Tom McCarthys Journalisten-Drama "Spotlight" erzählt unaufgeregt und dennoch ungemein packend, wie das Investigativ-Team "Spotlight" des "Boston Globe" den Missbrauchsskandal in der katholischen Kirche der USA aufdeckte. Das durchweg glänzende Ensemble, von denen Rachel McAdams und Mark Ruffalo als Nominierte eher zufällig ausgewählt wirken, weiß genau, wie es seinen Figur individuelles Profil verleihen kann, ohne sich in den Vordergrund zu drängen. Die wahrscheinlich größte Konkurrenz für "The Revenant" in der Kategorie "Bester Film."

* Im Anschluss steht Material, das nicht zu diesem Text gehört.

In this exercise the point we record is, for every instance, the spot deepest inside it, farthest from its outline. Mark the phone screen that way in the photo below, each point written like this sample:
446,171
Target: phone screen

Lesen Sie hier unsere Kritik zu "Spotlight".


"Anomalisa"

Paramount

Nominiert für: Bester Animationsfilm

Unsympathische Puppen im mittleren Alter mit Bauchansatz: Autor und Regisseur Charlie Kaufman, der für einen Hollywood-Außenseiter bemerkenswerterweise bereits drei Mal für den Oscar nominiert war und 2004 sogar einen gewann, hat mit "Anomalisa" einen Stop-Motion-Film über die Liebe gedreht. Ein Meisterwerk, das wohl zu schmerzhaft ehrlich für die Hauptkategorien war. Auch im Duell mit "Alles steht Kopf" als bester Animationsfilm wird er das Nachsehen haben. Trotzdem einer der Filme des Jahres.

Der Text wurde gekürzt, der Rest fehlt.